While VNS3 is extremely stable, it is not immune to the underlying hardware and network issues that public cloud vendors experience. VNS3 provides a variety of methods to achieve High Availability and instance replacement. However all of that takes place above the customer responsibility line. What can you do for your cloud deployment to protect yourself from the inevitable failures that take place below the line?

On top of the solutions offered by public cloud providers, Cohesive Networks offers a variety of methods for achieving instance and network recovery, whether it be BGP distance weighting, Cisco style Preferred Peer lists or our Management Server (VNS3:ms) which will programmatically replace a running instance or facilitate Active & Passive running of VNS3 instances. Keep an eye on this blog space for further discussions in these key areas.

AutoRecovery in AWS via CloudWatch

Amazon Web Services has perhaps the most comprehensive function for protecting yourself from underlaying failures. They offer what they call a CloudWatch alarm action. This monitor is tied to your instance ID, should AWS status checks fail, your instance will be brought up on new hardware, while retaining its instance ID, private IP, any Elastic IPs and all associated metadata. You get to set the periodicity of the check and the total checks that will kick off the migration. So if you need to have assurance that you instance will get moved to good hardware after as little as two minutes, you can set it as such. From a VNS3 perspective, this ensures that any IPSec tunnels will get reestablished, any overlay clients will reconnect and any route table rules pointing to the instance will maintain health once the instance has recovered. On top of all of this you can configure it to publish any alarm states to an SNS topic so that you receive notification should this occur. Cohesive Networks highly recommends that you set this up for all VNS3 controllers and Management Servers.

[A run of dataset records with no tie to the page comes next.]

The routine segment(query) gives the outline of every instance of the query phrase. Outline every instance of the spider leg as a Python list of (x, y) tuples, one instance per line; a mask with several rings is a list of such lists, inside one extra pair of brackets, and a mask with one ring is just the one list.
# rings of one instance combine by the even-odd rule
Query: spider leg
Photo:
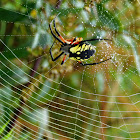
[[(51, 23), (52, 23), (52, 21), (51, 21)], [(51, 34), (53, 35), (53, 37), (54, 37), (55, 39), (57, 39), (59, 42), (61, 42), (63, 45), (65, 45), (65, 43), (64, 43), (61, 39), (59, 39), (59, 38), (53, 33), (52, 28), (51, 28), (51, 23), (49, 24), (49, 28), (50, 28)]]
[[(55, 18), (56, 18), (56, 17), (55, 17)], [(65, 42), (66, 42), (65, 39), (60, 35), (60, 33), (58, 32), (58, 30), (56, 29), (55, 18), (53, 19), (55, 32), (57, 33), (57, 35), (59, 36), (59, 38), (61, 39), (61, 41), (62, 41), (63, 43), (65, 43)]]
[(87, 65), (98, 65), (98, 64), (103, 63), (103, 62), (105, 62), (105, 61), (108, 61), (108, 60), (110, 60), (110, 59), (111, 59), (111, 57), (110, 57), (109, 59), (106, 59), (106, 60), (104, 60), (104, 61), (100, 61), (100, 62), (97, 62), (97, 63), (88, 63), (88, 64), (84, 64), (84, 63), (82, 63), (81, 61), (79, 61), (79, 63), (80, 63), (82, 66), (87, 66)]
[(56, 61), (61, 55), (64, 54), (64, 52), (62, 52), (56, 58), (53, 58), (53, 56), (52, 56), (52, 47), (53, 47), (54, 43), (55, 43), (55, 41), (53, 42), (53, 44), (52, 44), (52, 46), (50, 48), (50, 55), (51, 55), (52, 61)]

You can find out more about configuring AWS CloudWatch alarm actions here:

https://docs.aws.amazon.com/AmazonCloudWatch/latest/monitoring/UsingAlarmActions.html

Service Healing in Azure Cloud

The Microsoft Azure cloud has the concept of “Service Healing.” While it is not user configurable, it is not dissimilar from AWS in that Azure has a method whereby it monitors the underlaying health of the virtual machines and hypervisors in it’s data centers and will auto recover virtual machines should they or their hypervisors fail. This process is is managed by their Fabric Controllers which themselves have built in fault tolerance. As of now Azure does not provide any user controls over this process nor notifications and the process can take up to 15 minutes to complete, since the first action is to reboot the physical server that the virtual machines run on and failing that will then proceed to migrate VMs to other hardware. Azure does state that they employ some level of deterministic methodologies for pro-active auto-recovery.

Live Migration in Google Cloud

The Google Cloud Platform has taken a fairly different approach. Over at the Google cloud all instances are set to “Live Migrate” by default. So should there be a hardware degradation and not a total failure, your VM will be migrated to to new hardware with some loss of performance during the process. If there is a total failure your VM will be rebooted onto new hardware. This also applies to any planned maintenance that might effect they underlaying hardware your VM is running on. As with AWS and Azure all of your instance identity will transfer with the VM such as IPs, volume data and metadata. Should you want to forgo the “Live Migration, you can configure your instances to just reboot onto new hardware. All failed hardware events in GCP are logged at the host level and can be alerted on.